Fiscal policy can be effectively used to influence economic growth by appropriately changing tax levels in the economy. Tax rate changes can also be done in a way such as to target certain sections of the economy or sectors by making specific changes in taxes. Thus reducing taxes on incomes of individuals can automatically increase the disposable income at the hands of consumers and encourage them to spend. Tax benefits for buying houses can help boost the housing sector. Similarly, fiscal policy can be used to stimulate various sectors of the economy. Monetary policy on the other hand has an overall impact, and by changing conditions that impact money supply, aggregate demand in the economy can be influenced.

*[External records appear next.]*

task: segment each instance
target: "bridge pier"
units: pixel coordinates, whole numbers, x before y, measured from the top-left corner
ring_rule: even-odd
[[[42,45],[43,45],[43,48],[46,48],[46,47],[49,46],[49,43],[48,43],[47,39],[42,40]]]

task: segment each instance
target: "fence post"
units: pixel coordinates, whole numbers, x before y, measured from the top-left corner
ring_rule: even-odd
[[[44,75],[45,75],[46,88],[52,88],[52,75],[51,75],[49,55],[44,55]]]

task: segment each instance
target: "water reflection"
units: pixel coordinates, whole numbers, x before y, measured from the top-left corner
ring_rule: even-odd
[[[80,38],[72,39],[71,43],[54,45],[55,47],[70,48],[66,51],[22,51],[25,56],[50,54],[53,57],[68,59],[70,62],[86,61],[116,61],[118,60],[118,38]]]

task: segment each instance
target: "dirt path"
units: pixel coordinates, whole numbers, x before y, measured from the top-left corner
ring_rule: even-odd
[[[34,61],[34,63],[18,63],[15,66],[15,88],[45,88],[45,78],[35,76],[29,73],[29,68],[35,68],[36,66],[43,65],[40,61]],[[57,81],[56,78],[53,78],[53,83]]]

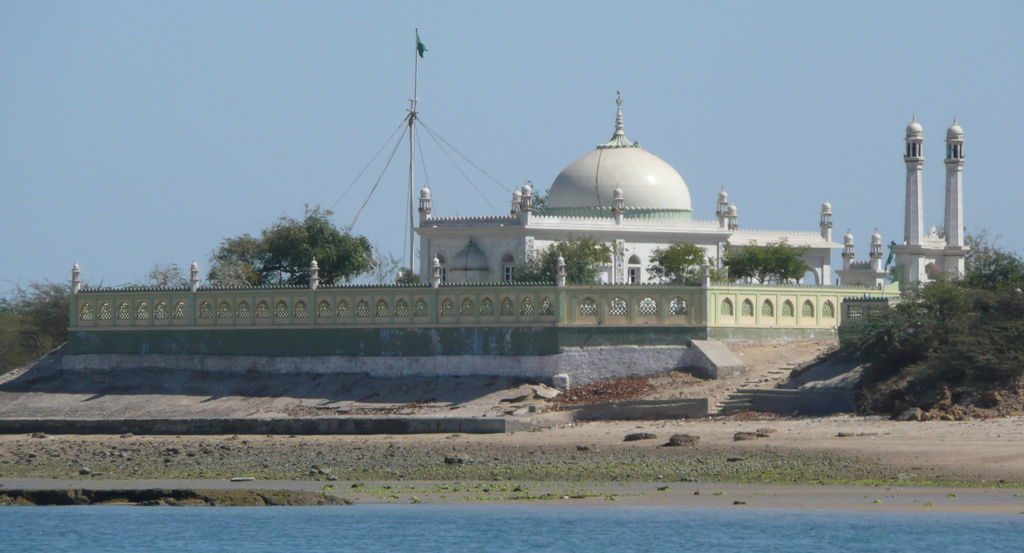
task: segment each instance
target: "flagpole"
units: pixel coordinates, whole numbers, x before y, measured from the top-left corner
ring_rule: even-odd
[[[420,58],[419,58],[419,43],[420,43],[420,28],[416,27],[415,32],[415,43],[412,48],[412,59],[413,59],[413,72],[412,72],[412,98],[409,100],[409,271],[415,274],[415,265],[413,265],[413,242],[416,238],[416,233],[413,230],[413,160],[415,156],[415,145],[416,145],[416,101],[417,94],[419,93],[419,78],[420,78]]]

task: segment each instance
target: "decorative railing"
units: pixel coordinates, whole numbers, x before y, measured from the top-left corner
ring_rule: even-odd
[[[680,326],[835,328],[850,287],[445,283],[102,288],[71,296],[71,330],[221,327]]]

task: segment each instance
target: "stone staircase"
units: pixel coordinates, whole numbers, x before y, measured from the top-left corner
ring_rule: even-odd
[[[850,390],[838,388],[740,388],[730,394],[718,408],[719,415],[731,415],[742,411],[779,415],[834,415],[853,412],[854,398]]]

The US President seems to now be engaging the fiscal policy lever to provide further stimulus to the US economy. Obama’s new agreement to extend the Bush era income tax cuts is likely to increase disposable income at the hand of consumer and could help provide a stimulus to consumer spending and the US economy. This move could also reduce the pressure on the US Fed with regard to its $600 billion bond purchase program to keep interest rates low. Effectively, fiscal policy is being used to stimulate the economy over monetary policy tools. Obama’s proposal sets the estate tax at the top rate of 35 percent, while extending aid for the long-term unemployed by thirteen months. The proposal would also allow companies to deduct the full cost of investments in equipment next year. Economists are of the view that this fiscal policy maneuver could raise US GDP next year by as much as 0.5% to 3.1%.

The income tax cuts is applicable to all wage earners and would result in savings of $800 for those with incomes of $40,000 and up to $2136 for those with incomes over $106,800. The Obama proposal is likely to cost the US government nearly $120 billion in what would have otherwise been collected as taxes. Effectively, US consumers would have an additional $120 billion to spend.

Assuming that the program gets a green signal and does not get caught in political crossfire, it is likely to boost demand in the US economy and should result in a reduction in unemployment gradually, setting in a positive and hopefully a self sustaining growth cycle. Economists are of the view that the program could lead to an increase in employment by as much as 2.7 million and bring down the unemployment rate to 8.7% from the present high of 9.8%.

An increase in demand in the US is likely to have ripple effects for economies around the world and with the US being the largest importer, Obama’s plan is likely to touch the lives of people around the world.